By Stephen M. Marks, Crimson Staff Writer

The Graduate School of Education (GSE) committee charged with studying options for the school’s impending move to Allston is envisioning a new campus on the site of the University’s soccer fields, an administrator on the committee told students last month.

The GSE Allston Planning Committee sees Ohiri Field—located across from Harvard Stadium, just south of the Harvard Business School—as its top choice for a new campus across the river, Director of Student Affairs Nancy E. Nienhuis told the school’s Student Government Association in a Dec. 3 presentation.

According to The Appian, GSE’s student paper, Nienhuis said that a proposal for the 6.5 acre campus would be one of four plans described in a written report to University President Lawrence H. Summers.

GSE Director of Communications Christine Sanni wrote in an e-mail yesterday that the committee “has not made any recommendations on specific plots of land.”

And Vice President for Government, Community and Public Affairs Alan J. Stone said that any recommendations were those of the school, noting that the central administration is “focused more on academic opportunities and aspirations” rather than on where individual schools will move.

But Shattuck Professor of Education Catherine E. Snow, a member of the GSE committee, said that the school was looking at Ohiri Field as an attractive, yet attainable, site.

“I don’t think that we feel we have complete free choice,” she said, noting that riverfront property would be the school’s ultimate dream.

“[Ohiri] is the closest area that’s currently available that doesn’t require moving anything or getting any easements resolved,” she said. “It’s an attractive spot because it’s quite close—close to the Kennedy School [of Government], close to the river, close to what presumably would be the new south Harvard Square.”

The plan would also seem to mesh with recommendations made last fall in a School of Public Health report. That report envisioned the school becoming part of a science campus adjacent to Ohiri, on the opposite side of Western Ave.

Ohiri is currently home field for both the men’s and women’s soccer teams and the women’s lacrosse team. The men’s lacrosse team plays on the astroturf Jordan Field.

According to Director of Sports Information Chuck Sullivan, the University currently has no other space that could adequately accommodate Division I soccer.
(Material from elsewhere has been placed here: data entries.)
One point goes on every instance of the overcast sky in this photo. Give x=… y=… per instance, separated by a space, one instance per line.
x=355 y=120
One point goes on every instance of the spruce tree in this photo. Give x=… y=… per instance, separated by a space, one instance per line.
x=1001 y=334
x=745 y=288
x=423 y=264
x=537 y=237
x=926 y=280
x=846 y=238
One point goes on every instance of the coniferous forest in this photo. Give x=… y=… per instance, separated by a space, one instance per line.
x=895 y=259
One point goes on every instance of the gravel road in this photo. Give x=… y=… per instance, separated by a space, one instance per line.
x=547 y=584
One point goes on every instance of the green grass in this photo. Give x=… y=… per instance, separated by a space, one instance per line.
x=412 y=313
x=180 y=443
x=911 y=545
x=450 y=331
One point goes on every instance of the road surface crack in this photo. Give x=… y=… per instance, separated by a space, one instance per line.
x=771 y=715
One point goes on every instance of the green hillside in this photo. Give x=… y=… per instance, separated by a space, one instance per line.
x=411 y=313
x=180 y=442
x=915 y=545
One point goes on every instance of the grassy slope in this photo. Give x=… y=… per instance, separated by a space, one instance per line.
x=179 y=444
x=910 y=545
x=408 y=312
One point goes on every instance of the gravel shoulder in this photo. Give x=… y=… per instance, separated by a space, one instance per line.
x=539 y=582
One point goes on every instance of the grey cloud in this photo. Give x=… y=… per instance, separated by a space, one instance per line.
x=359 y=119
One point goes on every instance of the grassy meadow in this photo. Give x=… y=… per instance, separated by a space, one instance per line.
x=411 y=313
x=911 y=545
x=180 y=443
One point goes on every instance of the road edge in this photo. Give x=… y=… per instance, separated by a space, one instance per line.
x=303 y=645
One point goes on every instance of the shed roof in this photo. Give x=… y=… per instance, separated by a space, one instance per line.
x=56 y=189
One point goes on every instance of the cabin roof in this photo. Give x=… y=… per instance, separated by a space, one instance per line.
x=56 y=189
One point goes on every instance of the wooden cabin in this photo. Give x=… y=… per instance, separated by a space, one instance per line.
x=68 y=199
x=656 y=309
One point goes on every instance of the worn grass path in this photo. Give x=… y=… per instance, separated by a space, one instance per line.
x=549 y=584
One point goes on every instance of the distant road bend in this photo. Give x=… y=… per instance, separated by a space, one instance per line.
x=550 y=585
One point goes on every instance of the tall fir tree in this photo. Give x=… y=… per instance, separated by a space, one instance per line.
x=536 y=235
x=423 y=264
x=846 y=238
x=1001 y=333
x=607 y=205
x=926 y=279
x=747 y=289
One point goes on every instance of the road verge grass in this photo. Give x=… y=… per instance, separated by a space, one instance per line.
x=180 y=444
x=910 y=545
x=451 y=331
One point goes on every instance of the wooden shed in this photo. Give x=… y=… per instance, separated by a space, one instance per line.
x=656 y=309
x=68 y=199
“Ideally you don’t place soccer on astroturf,” he said. “There isn’t really anything existing in current format that would be able to house those teams.”

Navigating the Crunch

The GSE faces a severe space shortage, both in terms of classrooms and offices, and as a result many at the school look favorably on a move to Allston.

“Classrooms are inadequate in number and size for the student body,” Sanni said.

The school currently rents out space to accommodate its facilities, which has resulted in a spread-out campus. A new campus would offer “more space, and space that’s not disparate,” said Hobbs Professor of Cognition and Education Howard E. Gardner.

Given its needs, the GSE wants to be proactive with its desires.

A similar Allston committee at Harvard Law School (HLS) recommended in 2002 that the school occupy prime riverfront property if it moved cross-river. The success of that report in helping convince University President Lawrence H. Summers to keep HLS in its current home has shown the importance of producing compelling Allston reports.

“To a certain extent, these reports are exercises in persuasion,” said Gardner, who is a member of the GSE Allston committee. “If one of the schools or one of the interest groups...makes a very persuasive case for how they want to use the space, it’s more likely they’ll get it.”

The organization of a new GSE campus is one of the major issues that the committee did not resolve, according to Gardner. He said he personally supports creating a “museum of learning” to showcase the various ways in which people learn.

“I think the biggest sticking point is whether there ought to be some education facility, particularly a school, around which the campus would center,” Gardner said. “Should we simply have a bunch of buildings that are connected, or should we have something else that’s a central metaphor for the school, like a school itself? That’s been where there’s no consensus yet.”